Case 5. J.S., a 67-year-old Caucasian male nursing home resident with a history of schizophrenia and hypertension, presented to an outpatient psychiatric clinic (to Z.N.) with outbursts of grimacing and crying. He denied any other symptoms of depression. According to the psychiatric nurse accompanying him, he had alienated many of the residents and the staff because of a common fear of "upsetting him and making him cry." The patient was on risperidone 2 mg po qhs. He was started on paroxetine 10 mg po hs, with a substantial improvement of his EI in 4 days as reported by his nurse and at 2-week follow-up. The nurse noticed that his symptoms would rapidly recur the day after a missed dose.
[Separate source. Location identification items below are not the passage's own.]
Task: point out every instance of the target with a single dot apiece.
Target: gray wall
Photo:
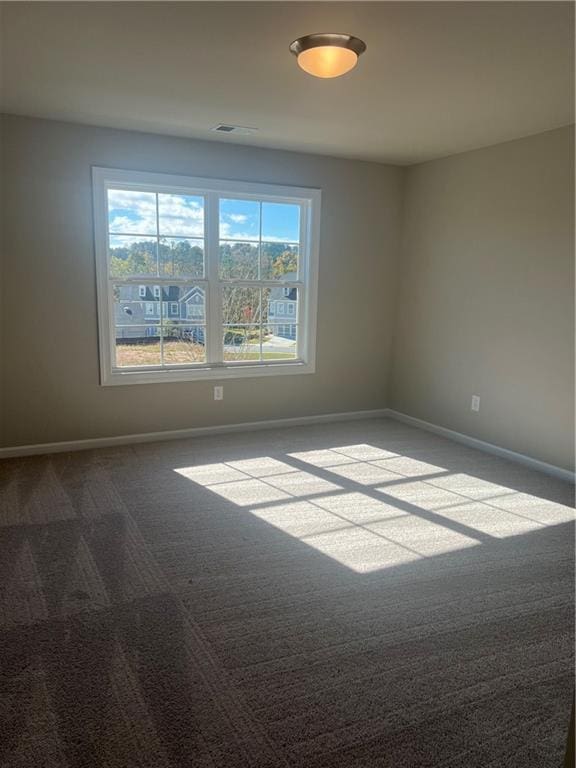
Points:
(50, 355)
(479, 299)
(485, 297)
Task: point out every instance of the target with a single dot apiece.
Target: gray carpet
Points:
(341, 596)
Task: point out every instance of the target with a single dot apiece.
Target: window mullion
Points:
(160, 284)
(214, 335)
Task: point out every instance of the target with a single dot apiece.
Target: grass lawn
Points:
(181, 352)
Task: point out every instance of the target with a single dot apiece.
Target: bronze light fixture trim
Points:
(327, 54)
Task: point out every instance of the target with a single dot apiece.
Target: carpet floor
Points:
(338, 596)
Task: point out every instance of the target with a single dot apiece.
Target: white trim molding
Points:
(253, 426)
(183, 434)
(481, 445)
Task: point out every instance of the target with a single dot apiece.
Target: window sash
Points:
(212, 191)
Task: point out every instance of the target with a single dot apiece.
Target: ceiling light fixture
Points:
(327, 54)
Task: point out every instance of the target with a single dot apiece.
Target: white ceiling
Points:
(437, 78)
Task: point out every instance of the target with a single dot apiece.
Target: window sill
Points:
(206, 373)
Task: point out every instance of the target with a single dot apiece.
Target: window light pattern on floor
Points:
(369, 508)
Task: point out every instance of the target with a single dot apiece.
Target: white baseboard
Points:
(182, 434)
(252, 426)
(481, 445)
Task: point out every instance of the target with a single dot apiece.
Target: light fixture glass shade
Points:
(327, 54)
(327, 61)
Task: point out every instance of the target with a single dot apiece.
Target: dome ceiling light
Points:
(327, 54)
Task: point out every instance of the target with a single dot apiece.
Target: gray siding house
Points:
(283, 311)
(139, 308)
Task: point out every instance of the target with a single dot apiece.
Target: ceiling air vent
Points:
(226, 128)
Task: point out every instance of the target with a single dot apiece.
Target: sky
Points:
(132, 217)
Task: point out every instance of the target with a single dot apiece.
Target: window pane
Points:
(241, 342)
(181, 257)
(241, 306)
(239, 220)
(183, 343)
(131, 212)
(181, 215)
(132, 256)
(137, 345)
(281, 222)
(279, 261)
(239, 261)
(279, 342)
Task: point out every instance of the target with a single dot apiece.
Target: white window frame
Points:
(212, 190)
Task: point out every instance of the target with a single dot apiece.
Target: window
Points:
(224, 251)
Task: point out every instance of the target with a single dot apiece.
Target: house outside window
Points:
(215, 255)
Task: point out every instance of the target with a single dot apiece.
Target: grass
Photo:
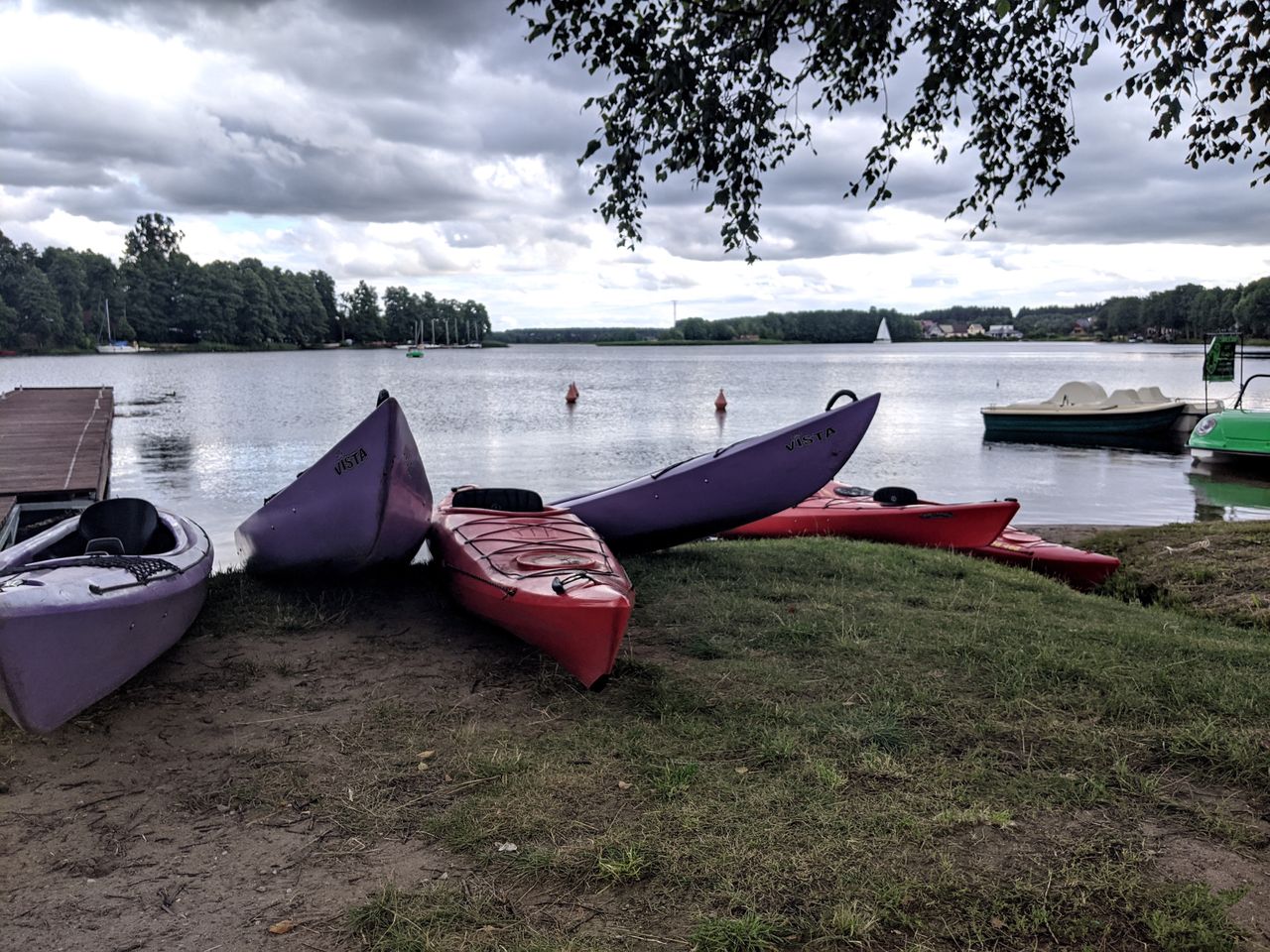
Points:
(826, 744)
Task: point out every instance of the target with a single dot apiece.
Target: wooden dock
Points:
(55, 447)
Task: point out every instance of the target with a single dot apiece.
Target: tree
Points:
(705, 87)
(363, 320)
(153, 236)
(325, 286)
(402, 309)
(40, 313)
(64, 271)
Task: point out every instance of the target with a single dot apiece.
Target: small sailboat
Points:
(116, 347)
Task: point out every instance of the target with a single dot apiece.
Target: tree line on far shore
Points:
(1185, 312)
(58, 299)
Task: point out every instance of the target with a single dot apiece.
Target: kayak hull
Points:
(365, 503)
(71, 634)
(502, 565)
(828, 512)
(735, 485)
(1076, 566)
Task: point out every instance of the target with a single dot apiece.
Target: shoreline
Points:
(345, 761)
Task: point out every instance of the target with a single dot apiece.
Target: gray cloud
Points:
(384, 111)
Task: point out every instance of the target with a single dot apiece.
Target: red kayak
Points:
(1078, 567)
(538, 571)
(890, 515)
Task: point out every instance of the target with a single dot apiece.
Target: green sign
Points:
(1219, 359)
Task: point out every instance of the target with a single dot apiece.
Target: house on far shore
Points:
(955, 329)
(1005, 331)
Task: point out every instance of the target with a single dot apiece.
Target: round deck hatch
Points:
(557, 560)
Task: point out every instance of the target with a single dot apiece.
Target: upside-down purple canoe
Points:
(365, 503)
(729, 488)
(87, 603)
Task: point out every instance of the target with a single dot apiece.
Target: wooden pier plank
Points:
(55, 442)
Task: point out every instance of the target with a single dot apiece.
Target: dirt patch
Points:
(1185, 857)
(148, 823)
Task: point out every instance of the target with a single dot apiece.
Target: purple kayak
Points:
(729, 488)
(366, 502)
(87, 603)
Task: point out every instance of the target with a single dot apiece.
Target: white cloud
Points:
(430, 146)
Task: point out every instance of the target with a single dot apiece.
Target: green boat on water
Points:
(1237, 434)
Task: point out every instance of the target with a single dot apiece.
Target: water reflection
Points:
(220, 431)
(1224, 492)
(1166, 443)
(167, 458)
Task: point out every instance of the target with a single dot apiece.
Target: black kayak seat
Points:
(128, 524)
(894, 495)
(504, 500)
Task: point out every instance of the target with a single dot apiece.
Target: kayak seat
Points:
(128, 524)
(894, 495)
(107, 544)
(504, 500)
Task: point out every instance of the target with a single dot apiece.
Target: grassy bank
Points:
(824, 744)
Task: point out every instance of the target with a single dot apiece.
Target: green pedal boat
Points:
(1237, 434)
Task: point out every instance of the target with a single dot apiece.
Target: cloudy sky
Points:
(429, 145)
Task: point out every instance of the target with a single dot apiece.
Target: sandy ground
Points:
(118, 832)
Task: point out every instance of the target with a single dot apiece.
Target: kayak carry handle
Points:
(834, 399)
(558, 584)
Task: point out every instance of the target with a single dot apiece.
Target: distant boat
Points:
(116, 347)
(416, 349)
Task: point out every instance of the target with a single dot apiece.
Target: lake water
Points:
(212, 434)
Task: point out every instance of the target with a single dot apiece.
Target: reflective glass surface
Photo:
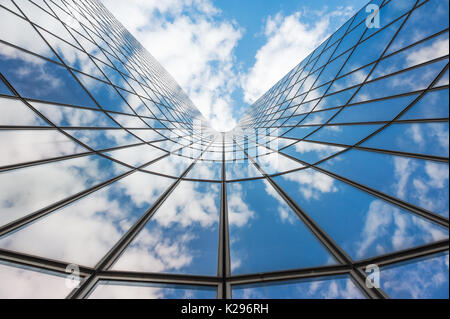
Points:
(121, 290)
(106, 163)
(326, 288)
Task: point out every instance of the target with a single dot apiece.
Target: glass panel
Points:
(136, 155)
(423, 52)
(426, 278)
(147, 135)
(419, 138)
(274, 163)
(384, 110)
(32, 145)
(372, 48)
(260, 223)
(71, 116)
(85, 230)
(45, 20)
(182, 236)
(311, 152)
(416, 79)
(417, 28)
(419, 182)
(19, 282)
(339, 287)
(73, 57)
(128, 121)
(124, 290)
(15, 112)
(23, 191)
(101, 139)
(241, 169)
(433, 105)
(362, 225)
(344, 134)
(19, 32)
(206, 170)
(104, 94)
(4, 89)
(37, 78)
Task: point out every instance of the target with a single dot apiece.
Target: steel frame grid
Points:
(224, 279)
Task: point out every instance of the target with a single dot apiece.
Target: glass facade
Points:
(111, 176)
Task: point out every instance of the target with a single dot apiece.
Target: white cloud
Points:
(196, 49)
(289, 40)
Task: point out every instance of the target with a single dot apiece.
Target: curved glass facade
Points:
(113, 185)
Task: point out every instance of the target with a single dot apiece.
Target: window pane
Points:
(19, 282)
(361, 224)
(417, 279)
(124, 290)
(260, 223)
(341, 287)
(85, 230)
(182, 237)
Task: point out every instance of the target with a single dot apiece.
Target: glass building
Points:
(336, 177)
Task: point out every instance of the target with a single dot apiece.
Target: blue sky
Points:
(225, 54)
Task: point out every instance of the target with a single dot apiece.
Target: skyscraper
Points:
(334, 184)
His dose was then increased to 20 mg po hs, with further improvement in his EI.
As evidenced by the 5 different neurological etiologies in the foregoing 5 cases, EI is a symptom complex in a variety of neuropsychiatric disorders that damage centers crucial for affective modulation. Ross and Stewart2 suggested that in some patients, the combination of depression with a right-sided lesion that produces loss of cortical control of limbic-associated motor behaviors is necessary to produce PL or PC. Robinson4 proposed that dysfunction of serotonergic pathways might destabilize input from the basotemporal limbic cortex to the amygdala and lateral limbic circuit, leading to brief outbursts of crying or laughing.
In all of the foregoing cases, brain lesions preceded EI. Although 3 of the 5 patients acknowledged depressed mood, clinical examination revealed moderate to severe EI, unrelated to or out of proportion to mood. In all of these patients, clinicians reported improvement of EI over 2 to 3 days after an SSRI was instituted. Those positive responses were based on general clinical impressions by separate clinicians rather than on formal systematic ratings. Treatment of the EI resulted in alleviation of distressing symptoms and enhanced the patients' social functioning or participation in rehabilitation.
This rapid improvement with SSRI was observed in all 5 of our cases. It is of interest that the effect was lost in less than 1 day in Case 5 when the morning SSRI dose was missed. In Case 4 there was an anecdotal report by family members of the same phenomenon (although in Case 4 this is perplexing because of the long half-life of fluoxetine).
Longer term response cannot be predicted from these acute responses in this small sample of selected patients. The favorable side effects profile of SSRIs, simple dosing regimens, and rapidity of responses in EI suggest that SSRIs may be useful in this often disabling neuropsychiatric syndrome.